A series of monopolies
Perhaps due to diminishing returns on scaling production of physical goods, the older industrial economy has been characterized by a set of stable oligopolies (a few large companies dominate the production of cars, airlines, chemicals, miners, oil, paper, etc.). In contrast, the presence of positive feedback loops in demand as well as supply often leads to the winner establishing a winner-take-all monopoly-like position in the economy of information-based goods. However, such monopolies do not necessarily last forever. The demise of MySpace and Netscape shows that a determined challenger with a 10x better product, or a clever linkage to an even bigger installed base, can overcome an existing network and establish a new monopoly.

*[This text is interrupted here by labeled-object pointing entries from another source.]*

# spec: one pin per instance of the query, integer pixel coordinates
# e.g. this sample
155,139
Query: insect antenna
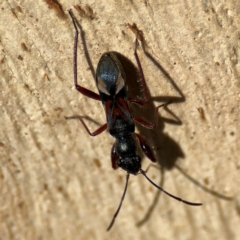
169,194
120,205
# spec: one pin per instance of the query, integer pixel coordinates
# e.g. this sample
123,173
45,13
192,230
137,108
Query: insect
113,93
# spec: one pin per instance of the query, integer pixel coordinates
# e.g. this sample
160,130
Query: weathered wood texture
56,182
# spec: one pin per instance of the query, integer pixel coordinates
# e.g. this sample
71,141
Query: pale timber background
56,182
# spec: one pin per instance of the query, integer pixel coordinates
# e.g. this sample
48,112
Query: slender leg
82,90
96,132
146,97
146,148
114,157
148,124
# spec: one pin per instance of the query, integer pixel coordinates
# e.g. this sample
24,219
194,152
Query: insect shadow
167,150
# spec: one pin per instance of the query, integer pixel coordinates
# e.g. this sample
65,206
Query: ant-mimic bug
111,83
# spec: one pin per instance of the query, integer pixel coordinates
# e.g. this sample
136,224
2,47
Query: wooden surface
56,182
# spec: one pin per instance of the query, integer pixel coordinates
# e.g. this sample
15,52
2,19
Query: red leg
146,148
82,90
114,157
148,124
146,97
96,132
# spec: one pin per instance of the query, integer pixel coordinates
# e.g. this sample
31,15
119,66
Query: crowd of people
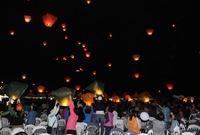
166,114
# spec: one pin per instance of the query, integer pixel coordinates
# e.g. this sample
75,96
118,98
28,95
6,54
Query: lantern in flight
136,75
49,19
136,57
27,18
40,89
170,86
23,76
149,31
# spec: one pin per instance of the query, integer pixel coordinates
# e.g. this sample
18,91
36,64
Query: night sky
170,54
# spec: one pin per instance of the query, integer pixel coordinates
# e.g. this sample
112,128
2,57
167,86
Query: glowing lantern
40,88
19,107
77,87
137,75
191,99
87,54
85,48
27,18
63,25
136,57
109,64
49,19
44,43
12,32
170,86
23,76
88,1
88,98
115,98
94,72
64,57
67,79
79,42
64,101
65,37
83,45
72,56
150,31
185,99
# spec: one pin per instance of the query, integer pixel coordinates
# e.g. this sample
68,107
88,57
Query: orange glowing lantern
64,57
77,87
150,31
170,86
85,48
88,98
49,19
109,64
88,1
27,18
136,75
40,89
115,98
12,32
63,25
136,57
72,56
68,79
83,45
185,99
79,42
87,54
94,72
44,43
65,37
19,107
23,76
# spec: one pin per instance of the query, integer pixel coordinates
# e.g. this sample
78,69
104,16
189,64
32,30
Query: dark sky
171,54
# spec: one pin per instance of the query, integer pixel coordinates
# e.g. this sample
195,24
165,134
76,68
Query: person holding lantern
99,104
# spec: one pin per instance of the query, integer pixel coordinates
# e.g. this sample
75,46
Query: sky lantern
63,25
68,79
88,1
149,31
49,19
27,18
94,72
44,43
169,86
109,64
12,32
65,37
85,48
87,54
136,57
173,25
137,75
77,87
88,98
40,88
64,57
72,56
23,76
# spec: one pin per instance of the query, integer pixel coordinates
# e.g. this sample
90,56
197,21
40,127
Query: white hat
144,116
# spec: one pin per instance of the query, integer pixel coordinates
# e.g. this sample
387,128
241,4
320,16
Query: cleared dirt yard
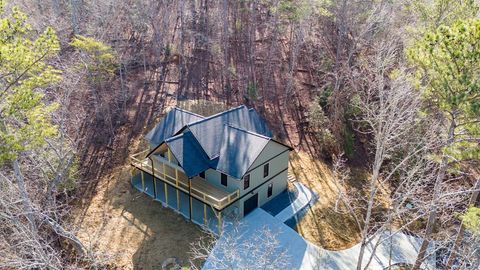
132,228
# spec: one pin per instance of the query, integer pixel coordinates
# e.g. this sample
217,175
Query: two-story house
212,168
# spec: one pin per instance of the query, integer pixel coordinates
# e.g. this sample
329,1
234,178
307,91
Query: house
211,169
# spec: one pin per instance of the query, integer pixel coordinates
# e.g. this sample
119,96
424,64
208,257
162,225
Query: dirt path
132,228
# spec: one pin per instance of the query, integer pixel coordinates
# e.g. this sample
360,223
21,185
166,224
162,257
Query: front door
250,204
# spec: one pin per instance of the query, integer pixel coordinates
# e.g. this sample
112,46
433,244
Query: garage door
250,204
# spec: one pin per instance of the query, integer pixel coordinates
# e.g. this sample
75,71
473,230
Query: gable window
270,190
266,169
224,179
246,181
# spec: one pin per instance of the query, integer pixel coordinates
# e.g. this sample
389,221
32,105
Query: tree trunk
458,239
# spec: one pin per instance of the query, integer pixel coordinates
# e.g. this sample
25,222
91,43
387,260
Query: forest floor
115,219
321,224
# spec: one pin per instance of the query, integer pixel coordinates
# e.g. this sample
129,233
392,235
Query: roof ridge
174,137
216,115
187,111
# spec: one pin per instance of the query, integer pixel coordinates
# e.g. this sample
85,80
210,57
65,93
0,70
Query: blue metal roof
190,156
238,150
170,124
228,142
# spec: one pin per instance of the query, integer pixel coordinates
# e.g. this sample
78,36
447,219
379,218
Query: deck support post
154,180
190,195
205,214
164,183
178,192
219,216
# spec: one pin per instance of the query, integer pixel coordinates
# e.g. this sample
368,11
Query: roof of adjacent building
228,142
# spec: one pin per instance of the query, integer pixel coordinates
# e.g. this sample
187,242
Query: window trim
222,178
246,180
270,190
267,166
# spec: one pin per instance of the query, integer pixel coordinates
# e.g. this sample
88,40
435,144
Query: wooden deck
173,175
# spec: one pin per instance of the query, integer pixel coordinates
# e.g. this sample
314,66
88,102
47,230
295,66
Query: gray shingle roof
228,142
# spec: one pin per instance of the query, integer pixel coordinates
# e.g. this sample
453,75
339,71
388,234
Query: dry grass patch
135,230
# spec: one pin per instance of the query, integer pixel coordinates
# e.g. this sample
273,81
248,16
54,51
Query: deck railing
168,173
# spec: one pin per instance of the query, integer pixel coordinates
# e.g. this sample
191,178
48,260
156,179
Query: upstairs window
224,179
246,181
266,169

I expect the information age will likely be governed by a series of monopolies, each successive disruptor toppling the older incumbent. This is an important pattern to note, since Buffett has shown during the past fifty years how monopolies can lead to amazing compounded investment returns. I think, however, that digital monopolies will be a lot more volatile — positive feedback can lead to vicious cycles as well, if a challenger succeeds in unbundling a monopoly incumbent. Value investors need to be very cognizant of the powerful forces of disruption that can destroy an existing monopoly and create a new one in its stead.
Disclosure: As of the time of writing this post, I am long many of the information economy stocks mentioned in this post, including Amazon, Google, Facebook, Twitter, Intel, and Microsoft. This post is not meant to be and should not be construed as investment advice of any sort. Investing is extremely difficult, the risk of permanent loss is high, and past results are meaningless in the future.